Daddy issues have been a favorite subject for many flicks in the cinema industry. Marvel Studio’s latest film, “Shang-Chi and the Legend of the Ten Rings,” is no different.

Wenwu (Tony Leung), the father of the movie’s hero Shang-Chi, is around 1,000 years old and used to be a dreaded conqueror before falling in love with Shang-Chi’s mother, Jian-Li, who awakens the good in him.

But ever since her violent death, Wenwu has been out to avenge her, training his young son to become a professional killer. But Shang-Chi, played by Chinese-Canadian actor Simu Liu, tries to find his own path and leaves China to live in San Francisco, where he works in a car park with his best friend Katy (Awkwafina).

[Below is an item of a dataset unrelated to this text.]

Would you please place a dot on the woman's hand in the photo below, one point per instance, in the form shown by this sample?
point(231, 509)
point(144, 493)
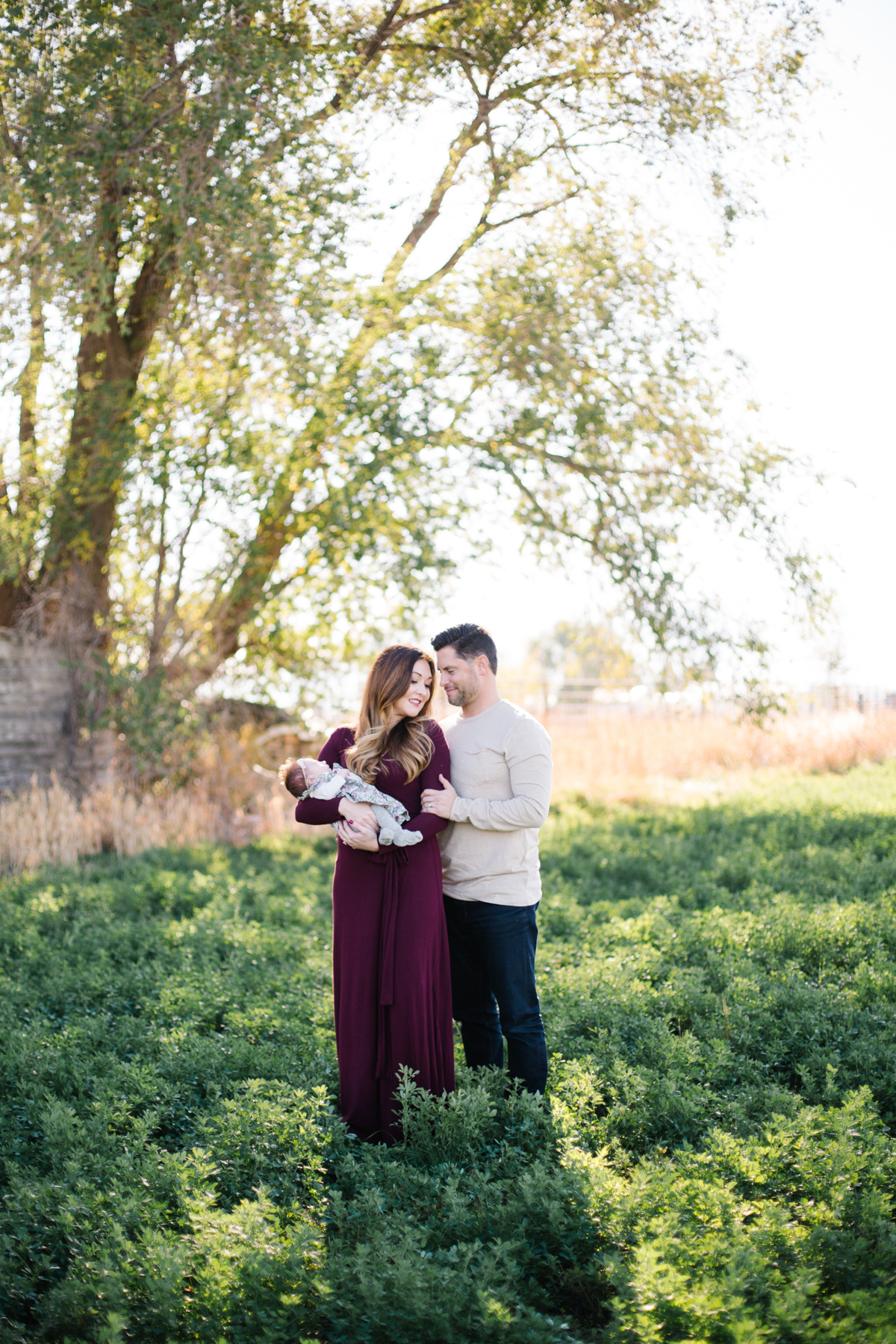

But Shang-Chi can’t escape his father: One day, he is attacked on a bus by his henchmen and – in a spectacular action scene – shows his true abilities.

When Shang-Chi tries to warn his estranged sister in Macao, they are surprised by Wenwu and his forces.

To their surprise, the reunion goes peacefully – until the father reveals his ultimate plan. He believes that Jian-Li is still alive and being kept in her magical native village. Wenwu has found a way to get there and is planning a large-scale attack with his army. But Shang-Chi decides to prevent this.


Meng'er Zhang (L) as Xialing, Simu Liu (M) as Shang-Chi and Awkwafin as Katy in 'Shang-Chi and the Legend of the Ten Rings.' (DPA Photo)
Meng’er Zhang (L) as Xialing, Simu Liu (M) as Shang-Chi and Awkwafin as Katy in “Shang-Chi and the Legend of the Ten Rings.” (DPA Photo)

“Shang-Chi and the Legend of the Ten Rings” is the first Marvel film with an Asian lead character, something which the film’s main actor Simu Liu had already demanded on Twitter three years ago.

The movie is a mix between action-comedy and martial arts drama. It is also full of Wuxia elements, a genre of Chinese literature depicting the adventures of martial artists in ancient China that is famous internationally for artful and extravagant fight scenes.

However, some of Shang-Chi’s battle scenes are overloaded with special effects, making them look too artificial and less impressive at times.

On the plus side, the film toys humorously with Asian cliches while countering racist stereotypes. However, in terms of representation of Asian women it perhaps falls short. Shang-Chi’s female and hilarious sidekick Kathy, played by the famous comedian Awkwafina, only has a few nondescript lines, like “Holy shit!”

You can really tell that this is the 25th Marvel Cinematic Universe (MCU) film. Many elements seem to be recycled from previous films, although it is hard to tell from which one. Director Daniel Cretton (“Just Mercy”) also spent a lot of time on flashbacks that do little to add the film’s one-dimensional characters, while also interrupting the film’s tempo.

The film’s gripping finale, starring dragons and other mythical creatures, is definitely a highlight, although slightly too reminiscent of the famous Star Wars film “The Empire Strikes Back.”

Despite its flaws, “Shang-Chi” convinces audiences with its fabulous cast, including Hong Kong star Tony Leung and Michelle Yeoh (“James Bond – Tomorrow Never Dies”), who plays the hero’s aunt.